Sim, com uma pequena restrição. Primeiramente uma restrição filosófica: a liberdade de um indivíduo não pode comprometer a liberdade de um outro. [...] Por outro lado: naturalmente que uma economia de mercado necessita de regras. Não conheço ninguém que defenda uma economia de mercado sem regras. E quando elas são violadas, é preciso tomar medidas para que as contravenções sejam punidas.

As regulamentações que temos hoje são suficientes?

Como o desenvolvimento da economia de mercado é um processo dinâmico, é preciso refletir se as regras atuais são adequadas. Cito três temas sobre os quais se discute, com razão, atualmente: o primeiro é o sistema financeiro, que se ridicularizou. Palavra-chave: subprime. Certamente o sistema financeiro não é um "monstro", como o disse o presidente alemão Horst Köhler, mas nos últimos dois, três anos também não chegou a ser absolutamente confiável. Acho que uma instituição pública deveria zelar para que avaliações de risco sejam relativamente objetivas.

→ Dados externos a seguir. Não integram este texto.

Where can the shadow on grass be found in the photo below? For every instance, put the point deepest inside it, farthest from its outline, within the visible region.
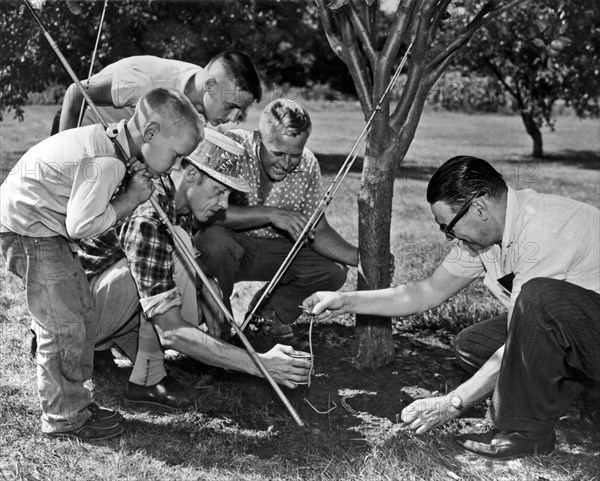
(330, 164)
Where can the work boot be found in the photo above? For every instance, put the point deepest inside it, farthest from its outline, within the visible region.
(97, 427)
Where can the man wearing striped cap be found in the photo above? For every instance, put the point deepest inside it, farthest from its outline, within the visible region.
(135, 264)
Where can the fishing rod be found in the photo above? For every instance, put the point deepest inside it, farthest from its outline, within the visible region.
(179, 243)
(100, 25)
(328, 196)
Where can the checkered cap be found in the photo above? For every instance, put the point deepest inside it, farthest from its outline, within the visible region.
(221, 157)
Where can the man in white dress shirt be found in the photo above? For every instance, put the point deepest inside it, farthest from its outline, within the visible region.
(540, 255)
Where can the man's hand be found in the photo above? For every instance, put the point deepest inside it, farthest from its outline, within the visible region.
(289, 221)
(325, 305)
(211, 314)
(425, 414)
(286, 370)
(139, 186)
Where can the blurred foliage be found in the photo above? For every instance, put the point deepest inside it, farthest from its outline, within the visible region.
(284, 38)
(539, 52)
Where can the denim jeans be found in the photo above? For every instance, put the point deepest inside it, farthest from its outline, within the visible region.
(60, 303)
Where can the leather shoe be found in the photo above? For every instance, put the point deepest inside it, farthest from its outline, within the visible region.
(168, 393)
(95, 428)
(505, 444)
(105, 414)
(104, 363)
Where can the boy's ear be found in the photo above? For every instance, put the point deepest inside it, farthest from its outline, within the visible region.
(211, 86)
(191, 174)
(151, 130)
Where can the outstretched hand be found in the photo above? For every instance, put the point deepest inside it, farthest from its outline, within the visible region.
(210, 311)
(290, 221)
(286, 370)
(325, 305)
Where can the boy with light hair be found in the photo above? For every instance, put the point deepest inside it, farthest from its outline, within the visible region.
(221, 92)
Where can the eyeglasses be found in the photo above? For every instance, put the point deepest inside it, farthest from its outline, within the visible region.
(448, 229)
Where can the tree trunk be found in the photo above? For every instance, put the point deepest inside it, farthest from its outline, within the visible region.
(535, 134)
(374, 345)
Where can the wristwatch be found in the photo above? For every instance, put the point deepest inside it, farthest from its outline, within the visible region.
(456, 401)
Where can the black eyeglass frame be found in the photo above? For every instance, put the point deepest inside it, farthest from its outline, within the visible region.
(447, 230)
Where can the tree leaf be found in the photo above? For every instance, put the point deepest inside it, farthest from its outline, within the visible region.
(538, 42)
(335, 4)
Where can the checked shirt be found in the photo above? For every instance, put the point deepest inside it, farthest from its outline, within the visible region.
(148, 246)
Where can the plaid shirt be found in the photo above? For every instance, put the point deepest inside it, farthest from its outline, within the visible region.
(146, 243)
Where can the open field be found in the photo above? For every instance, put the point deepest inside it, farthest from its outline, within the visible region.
(245, 433)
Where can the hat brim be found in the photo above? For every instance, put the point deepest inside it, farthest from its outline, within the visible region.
(237, 184)
(230, 145)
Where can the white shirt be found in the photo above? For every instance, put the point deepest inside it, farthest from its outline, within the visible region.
(544, 236)
(63, 185)
(132, 77)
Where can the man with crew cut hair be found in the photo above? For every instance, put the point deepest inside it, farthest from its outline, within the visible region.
(221, 92)
(250, 240)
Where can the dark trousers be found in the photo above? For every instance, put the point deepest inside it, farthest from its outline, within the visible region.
(552, 353)
(234, 257)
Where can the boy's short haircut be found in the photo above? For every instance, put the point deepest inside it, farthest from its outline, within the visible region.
(290, 116)
(173, 106)
(241, 70)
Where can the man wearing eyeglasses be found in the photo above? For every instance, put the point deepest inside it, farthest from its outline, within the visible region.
(540, 255)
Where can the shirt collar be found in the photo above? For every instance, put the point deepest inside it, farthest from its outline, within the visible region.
(119, 131)
(512, 209)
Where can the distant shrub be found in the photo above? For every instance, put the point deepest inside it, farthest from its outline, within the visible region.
(468, 94)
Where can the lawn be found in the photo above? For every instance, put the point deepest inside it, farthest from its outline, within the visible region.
(245, 433)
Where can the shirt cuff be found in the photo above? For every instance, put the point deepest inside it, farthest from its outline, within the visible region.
(160, 303)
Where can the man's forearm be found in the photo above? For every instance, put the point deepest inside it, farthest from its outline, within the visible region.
(482, 383)
(240, 218)
(194, 342)
(404, 300)
(329, 243)
(70, 108)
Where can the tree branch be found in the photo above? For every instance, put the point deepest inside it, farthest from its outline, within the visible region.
(331, 30)
(398, 29)
(362, 33)
(488, 12)
(438, 17)
(496, 71)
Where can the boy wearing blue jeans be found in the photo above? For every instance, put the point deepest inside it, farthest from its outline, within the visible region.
(69, 187)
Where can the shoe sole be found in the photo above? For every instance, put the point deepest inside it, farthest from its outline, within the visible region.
(165, 407)
(154, 406)
(117, 430)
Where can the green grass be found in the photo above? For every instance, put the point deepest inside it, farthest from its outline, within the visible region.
(240, 436)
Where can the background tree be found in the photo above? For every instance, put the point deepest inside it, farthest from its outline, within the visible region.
(371, 55)
(542, 52)
(284, 38)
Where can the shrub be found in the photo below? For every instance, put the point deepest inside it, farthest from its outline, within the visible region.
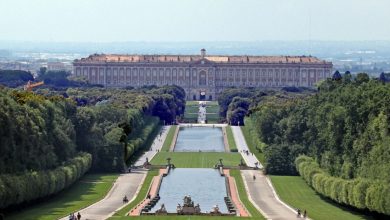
(27, 186)
(359, 193)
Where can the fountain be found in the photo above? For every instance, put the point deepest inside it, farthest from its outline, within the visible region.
(188, 207)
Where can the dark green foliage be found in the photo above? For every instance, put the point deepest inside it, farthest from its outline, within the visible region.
(35, 133)
(14, 78)
(336, 76)
(43, 132)
(382, 77)
(27, 186)
(280, 158)
(345, 128)
(227, 96)
(360, 193)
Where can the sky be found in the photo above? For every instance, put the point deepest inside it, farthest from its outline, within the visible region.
(193, 20)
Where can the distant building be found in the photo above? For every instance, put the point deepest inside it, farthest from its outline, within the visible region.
(58, 66)
(202, 76)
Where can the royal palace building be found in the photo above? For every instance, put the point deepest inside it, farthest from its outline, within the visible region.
(202, 76)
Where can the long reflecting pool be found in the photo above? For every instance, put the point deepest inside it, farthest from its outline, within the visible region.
(205, 139)
(205, 186)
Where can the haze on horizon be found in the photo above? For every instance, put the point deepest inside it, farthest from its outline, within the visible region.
(193, 20)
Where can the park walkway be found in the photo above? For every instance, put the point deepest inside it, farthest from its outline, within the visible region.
(262, 194)
(155, 148)
(241, 210)
(153, 192)
(249, 158)
(260, 190)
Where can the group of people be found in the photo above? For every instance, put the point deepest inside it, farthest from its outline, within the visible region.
(125, 200)
(299, 214)
(72, 216)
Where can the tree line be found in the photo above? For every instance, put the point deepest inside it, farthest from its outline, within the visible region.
(344, 127)
(43, 132)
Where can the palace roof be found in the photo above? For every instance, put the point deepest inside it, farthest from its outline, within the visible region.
(120, 58)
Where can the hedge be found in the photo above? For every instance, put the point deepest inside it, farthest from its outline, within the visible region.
(19, 188)
(373, 195)
(139, 139)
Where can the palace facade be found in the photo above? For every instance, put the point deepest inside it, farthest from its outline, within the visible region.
(202, 76)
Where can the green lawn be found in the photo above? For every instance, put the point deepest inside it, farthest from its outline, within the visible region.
(294, 191)
(141, 195)
(90, 189)
(250, 140)
(243, 196)
(241, 190)
(169, 138)
(230, 137)
(179, 217)
(197, 160)
(212, 109)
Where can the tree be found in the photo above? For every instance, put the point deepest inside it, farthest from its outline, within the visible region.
(336, 76)
(362, 78)
(382, 77)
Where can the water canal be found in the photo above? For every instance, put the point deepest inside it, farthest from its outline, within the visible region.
(204, 139)
(205, 186)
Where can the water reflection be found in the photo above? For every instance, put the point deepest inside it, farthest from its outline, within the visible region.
(205, 186)
(205, 139)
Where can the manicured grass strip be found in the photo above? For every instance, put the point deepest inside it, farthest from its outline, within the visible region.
(212, 109)
(197, 160)
(294, 191)
(232, 143)
(141, 195)
(212, 103)
(246, 130)
(179, 217)
(243, 195)
(169, 138)
(90, 189)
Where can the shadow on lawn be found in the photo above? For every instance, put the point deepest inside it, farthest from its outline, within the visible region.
(60, 204)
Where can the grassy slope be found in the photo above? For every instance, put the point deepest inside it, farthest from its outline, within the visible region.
(141, 195)
(90, 189)
(195, 159)
(191, 112)
(169, 138)
(230, 137)
(294, 191)
(249, 141)
(243, 196)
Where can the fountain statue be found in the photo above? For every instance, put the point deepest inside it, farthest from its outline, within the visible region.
(188, 207)
(161, 210)
(215, 210)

O segundo ponto é a – em parte incompreensível – remuneração de altos executivos. Eu também me pergunto às vezes se a transparência que introduzimos é suficiente. Talvez a assembléia geral devesse receber o direito de decidir sobre o pagamento.

O terceiro ponto está relacionado aos cartéis. Na globalização, não bastam órgãos antitruste nacionais ou europeus. Precisamos de um órgão internacional antitruste. Esta é uma conseqüência lógica da globalização. Neste ponto, é óbvio que ainda se precisa fazer algo.

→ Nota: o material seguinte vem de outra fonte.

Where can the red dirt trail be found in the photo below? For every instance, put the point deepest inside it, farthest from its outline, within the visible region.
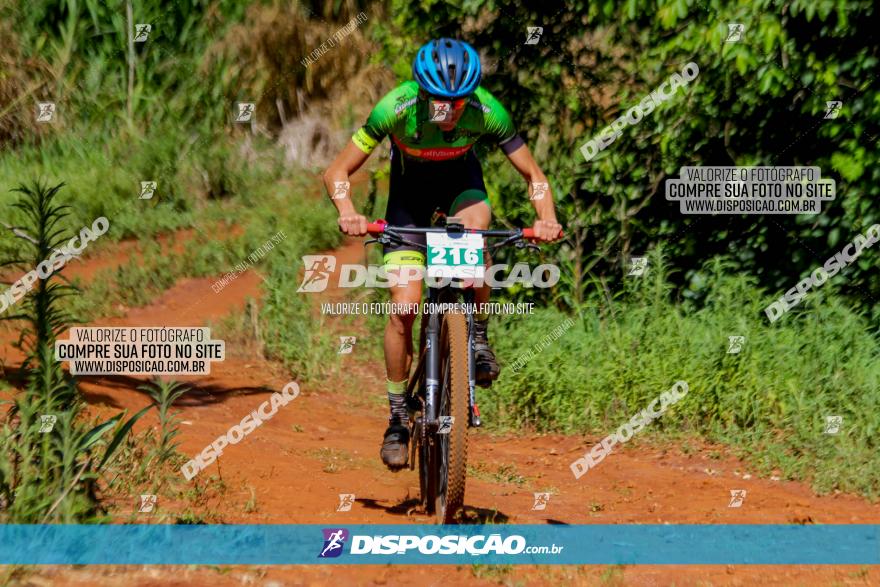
(326, 442)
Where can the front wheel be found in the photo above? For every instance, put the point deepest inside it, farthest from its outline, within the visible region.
(451, 447)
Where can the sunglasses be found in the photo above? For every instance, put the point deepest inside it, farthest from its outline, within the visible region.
(456, 104)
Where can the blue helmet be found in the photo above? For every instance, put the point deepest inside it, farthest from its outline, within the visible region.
(447, 68)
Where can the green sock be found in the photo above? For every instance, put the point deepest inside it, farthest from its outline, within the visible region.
(397, 400)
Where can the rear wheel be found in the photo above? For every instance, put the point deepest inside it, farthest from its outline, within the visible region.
(450, 449)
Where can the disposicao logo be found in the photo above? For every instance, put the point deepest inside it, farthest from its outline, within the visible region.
(334, 540)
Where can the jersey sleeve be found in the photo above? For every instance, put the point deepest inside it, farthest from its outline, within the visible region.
(498, 122)
(382, 118)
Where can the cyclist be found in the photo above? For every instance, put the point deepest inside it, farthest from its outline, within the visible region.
(433, 122)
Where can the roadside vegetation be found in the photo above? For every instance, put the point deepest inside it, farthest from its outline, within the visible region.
(162, 111)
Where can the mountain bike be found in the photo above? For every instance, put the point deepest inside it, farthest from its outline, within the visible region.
(441, 393)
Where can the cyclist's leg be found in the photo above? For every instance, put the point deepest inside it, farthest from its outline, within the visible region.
(472, 206)
(406, 262)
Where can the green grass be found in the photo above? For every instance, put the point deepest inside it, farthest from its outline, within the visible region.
(768, 402)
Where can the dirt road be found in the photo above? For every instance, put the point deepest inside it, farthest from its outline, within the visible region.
(293, 468)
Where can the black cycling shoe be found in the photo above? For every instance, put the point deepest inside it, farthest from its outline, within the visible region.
(395, 453)
(487, 368)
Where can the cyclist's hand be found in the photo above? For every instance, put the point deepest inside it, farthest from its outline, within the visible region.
(547, 230)
(352, 224)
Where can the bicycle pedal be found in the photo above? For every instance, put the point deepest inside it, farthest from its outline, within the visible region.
(476, 422)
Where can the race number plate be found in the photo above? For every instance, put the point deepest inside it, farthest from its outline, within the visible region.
(459, 255)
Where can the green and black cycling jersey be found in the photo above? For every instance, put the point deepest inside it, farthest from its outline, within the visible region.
(406, 118)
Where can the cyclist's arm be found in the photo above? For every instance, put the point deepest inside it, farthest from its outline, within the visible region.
(546, 227)
(339, 174)
(356, 152)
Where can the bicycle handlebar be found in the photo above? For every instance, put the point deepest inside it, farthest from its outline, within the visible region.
(379, 226)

Para o Índice Global de Corrupção 2007, a organização Transparência Internacional perguntou a mais de 60 mil pessoas em 60 países se elas acham que nos próximos três anos a corrupção irá aumentar, diminuir ou manter-se como está. Cinqüenta e quatro por cento dos questionados acreditam que a corrupção irá aumentar, enquanto apenas um quinto acha que ela diminuirá. O que o senhor acha?

Acho exagerado. Já disse que aumentaram as exigências morais. E se os casos continuam acontecendo, é lógico que também acabem sendo descobertos. Isto levará a que cada vez mais empresas parem com a prática.

A Siemens é um ótimo exemplo. Pode-se realmente partir do princípio de que o que aconteceu em todos os setores da empresa – talvez sem o conhecimento de alguns diretores ou do presidente – no futuro não ocorrerá mais. Eu mesmo estou vivenciando que o ocorrido na Siemens fez com que todas as grandes empresas alemãs estejam fazendo controles.

Eu participo de alguns conselhos de administração e de uma comissão de exame. Em alguns desses conselhos, aproveitamos a oportunidade para avaliar contratos de consultoria. Em vista do escândalo na Volkswagen, questionei em alguns conselhos de administração se seus conselhos de pessoal também foram tão mal-acostumados. Graças a Deus, recebi respostas negativas convincentes.

Quero dizer com isso que a indignação justificada em relação a estas práticas, que há 20 anos eram comuns em todos os lugares, no final das contas leva a que o número de casos diminua, em vez de aumentar. Não questiono que a impressão subjetiva seja estimulada e em parte seja até justa. Mas neste aspecto sou otimista.

Hans-Olaf Henkel (nascido em 14 de março de 1940) foi presidente da IBM alemã e presidente da Confederação Alemã da Indústria. Ele é hoje professor honorário de Ciências Econômicas na Universidade de Mannheim e participa do conselho de administração, entre outros, da Bayer e da Continental. Além de escrever livros, Henkel é diretor do Conselho do Bank of America.